Le Conseil fédéral vient de donner son feu vert : les agents des transports publics suisses pourront désormais recourir à des pistolets à impulsion électrique pour renforcer leur capacité d’intervention en cas de situation critique. Une décision qui ravive le débat sur les méthodes de sécurité et qui soulève des questions légitimes quant aux risques liés à la généralisation de ces dispositifs.
Une arme pour les transports, mais à quel prix ?
Selon le Conseil fédéral, ces pistolets à impulsion électrique sont destinés à « renforcer la sûreté policière » dans les transports publics. L’objectif affiché est clair : mieux protéger les agents qui font face à des comportements agressifs ou perturbateurs dans les bus, trams et trains. Face à une montée des incidents ces dernières années, l’exécutif suisse estime que cet outil de dernier recours deviendra nécessaire.
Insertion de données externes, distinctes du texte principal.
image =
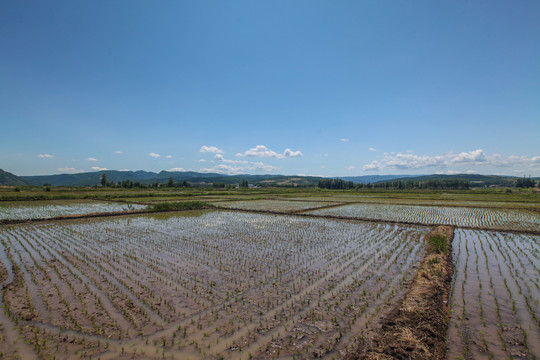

Mais cette autorisation ne va pas sans poser des questions éthiques et pratiques. En Suisse romande, régions urbaines denses où les transports publics concentrent une part importante de la mobilité quotidienne, cette décision pourrait modifier significativement le rapport entre usagers et personnel de sécurité. Aucun incident grave n’a été signalé dans la presse romande justifiant ce recours ; le danger apparaît davantage prospectif.
Des réticences prévisibles face à un armement croissant
Les organisations de défense des droits humains et certains acteurs politiques questionnent déjà les conséquences du déploiement de tasers. Ces appareils, bien que théoriquement « moins léthals » que les armes à feu, ne sont pas sans risque : incidents cardiaques, chutes, blessures en cascade. Pour les personnes vulnérables (personnes en détresse psychologique, sans-abri, migrantes), l’exposition à ces armes peut s’avérer disproportionnée.
Parallèlement, les critères d’utilisation, les formations requises et les mécanismes de contrôle demeurent insuffisamment documentés. Qui supervisera ? Quelles seront les règles d’engagement ? Le silence du Conseil fédéral sur ces détails ne rassure pas ceux qui craignent un glissement progressif vers un renforcement sécuritaire sans débat démocratique préalable.
Un contexte suisse tendu
Cette décision intervient dans un contexte où les enjeux de sécurité occupent une place croissante dans le débat public helvétique. La Suisse romande, marquée par les crises récentes (inondations, canicules, congestion des services publics), voit émerger une demande d’ordre qui tend à justifier des mesures d’exception. Le risque réside dans la normalisation progressive de technologies invasives sans évaluation transparente de leurs effets réels.
Bien que la décision soit prise au niveau fédéral, son application concrète dépendra des cantons et des transporteurs régionaux. Les autorités romandes auront l’occasion de moduler cette directive et d’imposer des garde-fous. Gageons qu’elles n’esquiveront pas cette responsabilité.